Off your trolley? No, just potty!

Roll on: Abandoned trolleys get a new lease of life

British Waterways is putting shopping trolleys INTO the Forth and Clyde canal, to protect a rare water plant.

The shopping trolley - generally regarded as a nuisance in waterways - will act as an underwater plant pot to protect Bennett's pond weed, a plant which is found nowhere else in the world.

Big problem

The pilot scheme is part of the £78m Millennium Link project to restore and re-open the canal, which runs between Glasgow and Edinburgh.


Dr Olivia Lassiere: "We thought perhaps we could reuse these trolleys."
British Waterways' ecologist, Doctor Olivia Lassiere, who came up with the idea of using old shopping trolleys, said: "We have a big problem with shopping trolleys being thrown in canals, but we thought we could perhaps reuse them.

"Now they are being rolled into action in the interests of environmental conservation."

Delicate plant

The conservationists take the legs off the trolleys and use the cages as baskets for the plants.

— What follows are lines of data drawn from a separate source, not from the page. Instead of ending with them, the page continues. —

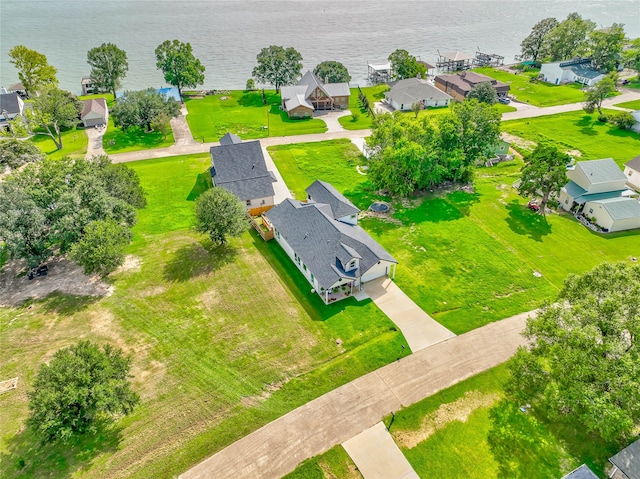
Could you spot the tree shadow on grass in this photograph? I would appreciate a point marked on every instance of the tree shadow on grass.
(202, 184)
(525, 222)
(197, 259)
(25, 456)
(522, 446)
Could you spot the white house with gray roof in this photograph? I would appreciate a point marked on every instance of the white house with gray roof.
(571, 71)
(598, 190)
(334, 254)
(241, 169)
(405, 93)
(632, 172)
(310, 94)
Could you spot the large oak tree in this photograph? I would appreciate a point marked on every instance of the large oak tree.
(584, 358)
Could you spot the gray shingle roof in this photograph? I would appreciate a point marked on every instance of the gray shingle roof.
(241, 169)
(634, 164)
(323, 192)
(601, 171)
(621, 207)
(628, 460)
(9, 102)
(230, 139)
(411, 90)
(323, 244)
(583, 472)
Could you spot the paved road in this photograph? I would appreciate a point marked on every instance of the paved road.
(194, 147)
(377, 455)
(277, 448)
(419, 329)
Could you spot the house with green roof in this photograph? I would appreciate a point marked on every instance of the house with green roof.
(598, 191)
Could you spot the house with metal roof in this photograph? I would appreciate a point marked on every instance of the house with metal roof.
(311, 94)
(460, 84)
(241, 169)
(94, 112)
(597, 190)
(11, 106)
(405, 93)
(578, 70)
(626, 464)
(632, 172)
(324, 241)
(582, 472)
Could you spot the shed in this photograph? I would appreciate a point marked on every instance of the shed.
(627, 462)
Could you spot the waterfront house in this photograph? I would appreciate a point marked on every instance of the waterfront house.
(597, 190)
(241, 169)
(632, 172)
(311, 94)
(323, 239)
(460, 84)
(94, 112)
(571, 71)
(405, 93)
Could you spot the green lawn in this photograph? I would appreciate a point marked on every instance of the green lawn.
(117, 141)
(74, 144)
(536, 93)
(373, 94)
(465, 258)
(633, 105)
(224, 340)
(470, 431)
(579, 131)
(243, 113)
(334, 161)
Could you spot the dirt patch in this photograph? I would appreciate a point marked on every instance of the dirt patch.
(459, 410)
(131, 264)
(63, 276)
(518, 142)
(8, 385)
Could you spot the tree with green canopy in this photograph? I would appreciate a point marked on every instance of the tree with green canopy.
(220, 215)
(583, 363)
(33, 68)
(179, 66)
(278, 66)
(534, 45)
(52, 111)
(544, 172)
(109, 66)
(332, 72)
(404, 65)
(81, 385)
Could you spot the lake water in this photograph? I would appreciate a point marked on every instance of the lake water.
(228, 34)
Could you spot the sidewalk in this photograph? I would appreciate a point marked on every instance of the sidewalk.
(277, 448)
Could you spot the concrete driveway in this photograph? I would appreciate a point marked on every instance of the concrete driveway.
(419, 329)
(277, 448)
(377, 455)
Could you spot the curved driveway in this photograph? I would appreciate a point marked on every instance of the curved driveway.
(277, 448)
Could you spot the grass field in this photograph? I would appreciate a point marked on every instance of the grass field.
(470, 431)
(243, 113)
(633, 105)
(536, 93)
(210, 369)
(373, 94)
(74, 144)
(117, 141)
(579, 131)
(467, 258)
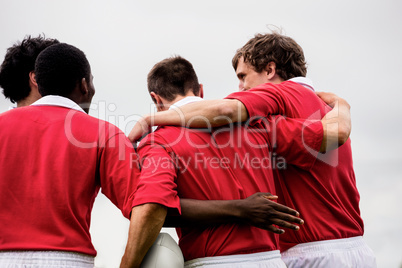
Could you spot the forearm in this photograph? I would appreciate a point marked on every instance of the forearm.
(207, 113)
(201, 213)
(337, 126)
(145, 224)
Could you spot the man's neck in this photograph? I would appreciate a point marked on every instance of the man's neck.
(27, 101)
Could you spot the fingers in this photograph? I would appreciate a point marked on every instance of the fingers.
(285, 209)
(268, 196)
(273, 229)
(328, 98)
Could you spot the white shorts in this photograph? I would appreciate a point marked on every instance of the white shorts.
(45, 259)
(271, 259)
(337, 253)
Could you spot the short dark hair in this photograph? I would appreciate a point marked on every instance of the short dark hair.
(283, 50)
(171, 77)
(59, 68)
(18, 63)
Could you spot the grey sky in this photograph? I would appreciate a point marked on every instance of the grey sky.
(353, 49)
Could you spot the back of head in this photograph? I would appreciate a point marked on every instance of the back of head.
(18, 63)
(60, 68)
(274, 47)
(172, 77)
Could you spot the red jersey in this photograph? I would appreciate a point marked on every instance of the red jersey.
(232, 162)
(325, 191)
(53, 161)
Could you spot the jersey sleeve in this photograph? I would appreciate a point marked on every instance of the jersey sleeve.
(261, 101)
(157, 182)
(296, 141)
(118, 169)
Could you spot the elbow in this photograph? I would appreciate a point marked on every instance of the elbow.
(231, 111)
(343, 134)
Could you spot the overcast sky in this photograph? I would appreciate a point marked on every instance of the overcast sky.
(353, 49)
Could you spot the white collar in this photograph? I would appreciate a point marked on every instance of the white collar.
(53, 100)
(304, 81)
(185, 101)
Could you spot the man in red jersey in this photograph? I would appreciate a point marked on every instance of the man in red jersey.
(54, 159)
(211, 164)
(271, 70)
(16, 71)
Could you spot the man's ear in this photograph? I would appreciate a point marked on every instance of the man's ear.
(271, 70)
(83, 86)
(32, 79)
(158, 101)
(201, 92)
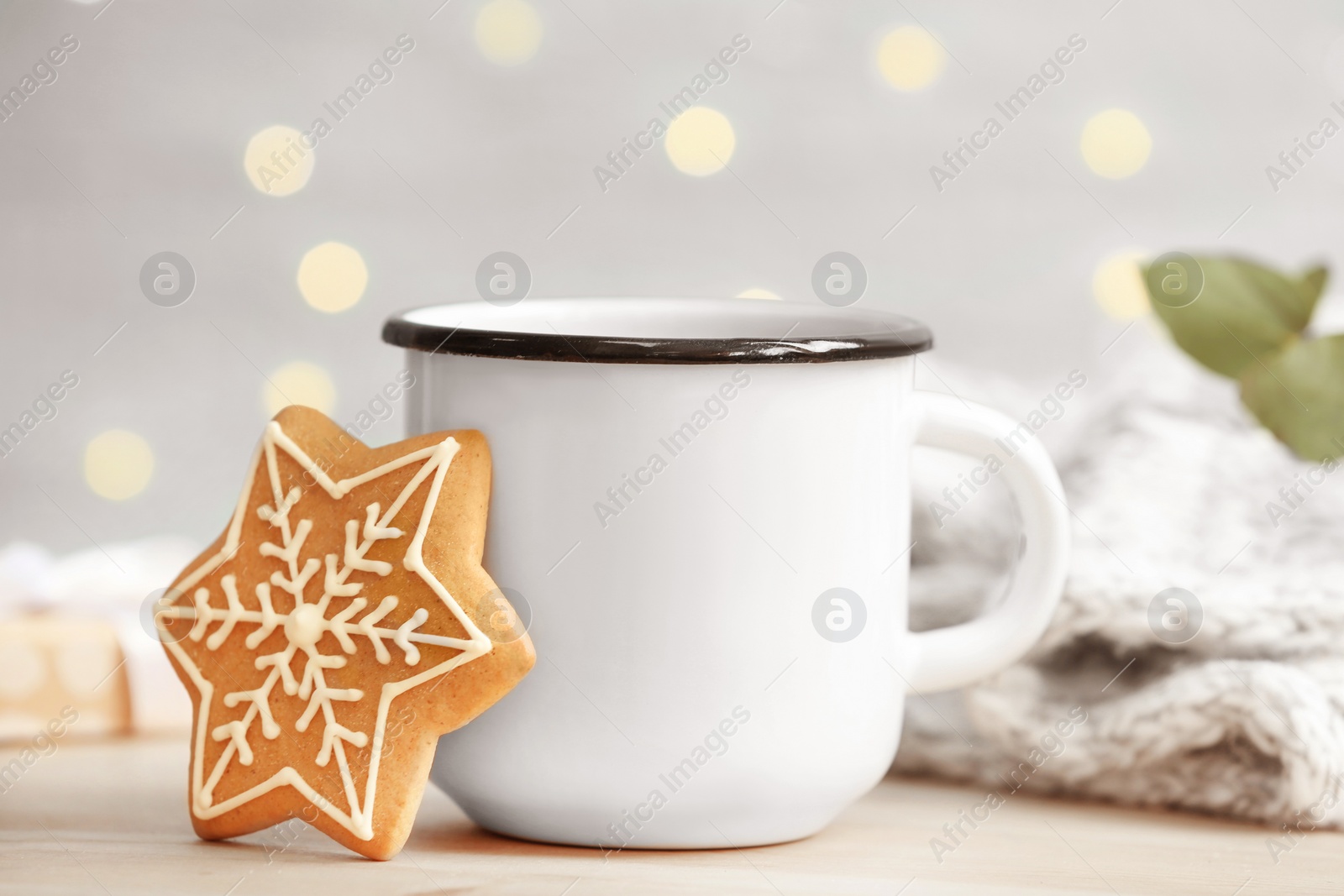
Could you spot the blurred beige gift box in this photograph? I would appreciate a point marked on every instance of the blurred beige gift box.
(77, 641)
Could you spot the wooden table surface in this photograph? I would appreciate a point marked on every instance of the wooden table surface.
(111, 817)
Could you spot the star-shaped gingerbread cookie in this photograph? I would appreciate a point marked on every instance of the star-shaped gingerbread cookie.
(336, 629)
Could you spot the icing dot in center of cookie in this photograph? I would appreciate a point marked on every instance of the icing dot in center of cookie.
(306, 625)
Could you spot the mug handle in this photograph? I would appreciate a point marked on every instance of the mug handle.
(958, 654)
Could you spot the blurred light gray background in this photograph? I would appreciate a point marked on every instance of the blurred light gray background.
(138, 147)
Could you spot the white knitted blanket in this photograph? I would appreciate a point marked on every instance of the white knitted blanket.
(1168, 479)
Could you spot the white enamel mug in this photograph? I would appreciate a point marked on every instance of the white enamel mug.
(705, 506)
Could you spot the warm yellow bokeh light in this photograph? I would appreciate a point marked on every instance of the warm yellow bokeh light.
(277, 161)
(1119, 285)
(911, 60)
(118, 464)
(1116, 143)
(701, 141)
(333, 277)
(508, 31)
(299, 383)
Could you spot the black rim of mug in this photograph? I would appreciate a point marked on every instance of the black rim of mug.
(877, 336)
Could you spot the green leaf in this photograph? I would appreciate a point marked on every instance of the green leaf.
(1299, 394)
(1243, 312)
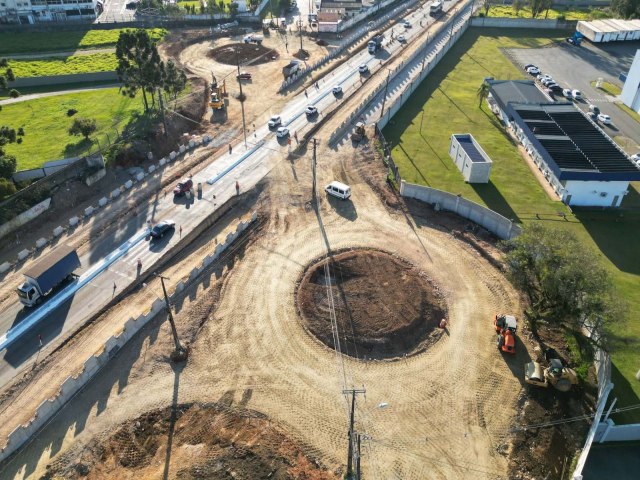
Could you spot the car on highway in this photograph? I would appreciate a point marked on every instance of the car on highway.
(161, 228)
(183, 187)
(274, 121)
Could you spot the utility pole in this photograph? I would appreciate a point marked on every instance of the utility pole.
(244, 128)
(353, 392)
(180, 353)
(384, 100)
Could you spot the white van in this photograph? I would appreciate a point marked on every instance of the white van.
(339, 190)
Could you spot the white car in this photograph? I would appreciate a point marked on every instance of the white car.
(275, 121)
(282, 132)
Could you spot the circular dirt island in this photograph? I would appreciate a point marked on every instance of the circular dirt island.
(385, 306)
(247, 52)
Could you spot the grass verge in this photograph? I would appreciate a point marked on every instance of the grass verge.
(447, 99)
(95, 62)
(22, 42)
(45, 122)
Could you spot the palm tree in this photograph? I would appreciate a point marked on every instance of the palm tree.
(483, 93)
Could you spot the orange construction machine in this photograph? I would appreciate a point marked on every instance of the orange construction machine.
(506, 326)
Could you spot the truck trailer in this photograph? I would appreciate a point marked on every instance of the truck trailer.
(47, 274)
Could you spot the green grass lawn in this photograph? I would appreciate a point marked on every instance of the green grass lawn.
(507, 11)
(45, 122)
(448, 99)
(95, 62)
(42, 42)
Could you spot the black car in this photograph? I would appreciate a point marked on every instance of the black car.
(161, 228)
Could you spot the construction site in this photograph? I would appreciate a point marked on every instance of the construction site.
(328, 339)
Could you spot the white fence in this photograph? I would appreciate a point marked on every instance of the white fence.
(73, 384)
(494, 222)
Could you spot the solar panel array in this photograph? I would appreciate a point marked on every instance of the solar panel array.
(572, 140)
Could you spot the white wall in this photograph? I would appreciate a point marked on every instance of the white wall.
(630, 95)
(594, 194)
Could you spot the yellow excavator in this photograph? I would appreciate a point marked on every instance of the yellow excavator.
(218, 92)
(557, 375)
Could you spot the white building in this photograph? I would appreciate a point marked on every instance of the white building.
(582, 164)
(36, 11)
(630, 95)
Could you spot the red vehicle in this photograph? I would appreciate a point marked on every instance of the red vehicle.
(183, 187)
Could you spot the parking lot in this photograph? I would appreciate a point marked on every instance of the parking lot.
(576, 67)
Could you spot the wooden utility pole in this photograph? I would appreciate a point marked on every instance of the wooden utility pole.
(353, 392)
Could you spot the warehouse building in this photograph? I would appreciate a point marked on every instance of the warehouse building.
(582, 164)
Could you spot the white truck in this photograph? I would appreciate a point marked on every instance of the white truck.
(47, 274)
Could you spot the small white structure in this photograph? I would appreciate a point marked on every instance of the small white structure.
(630, 95)
(470, 158)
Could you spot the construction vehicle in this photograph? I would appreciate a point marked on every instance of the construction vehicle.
(557, 375)
(506, 326)
(375, 43)
(359, 133)
(47, 274)
(218, 92)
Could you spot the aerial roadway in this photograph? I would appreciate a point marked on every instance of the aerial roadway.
(113, 260)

[ image: The canal is being restored at a cost of £78m]
The canal is being restored at a cost of £78m
Dr Lassiere said at least 200 trolleys had been dragged out of the canal in the past few months and many of them would see action again as underwater plant pots.

The rare and delicate plant, which aroused the interest of the Prince of Wales during a recent visit to the canal, is currently being held temporarily in tanks while restoration work to increase water depth for boat navigation is under way.

It was first discovered in the Forth and Clyde Canal at Grangemouth in 1890, where it grew in ponds used to store wood.

The plant thrived in the local wood ponds until they were drained in 1937.

It was rediscovered in 1960 but in recent years has only been found in the Glasgow branch.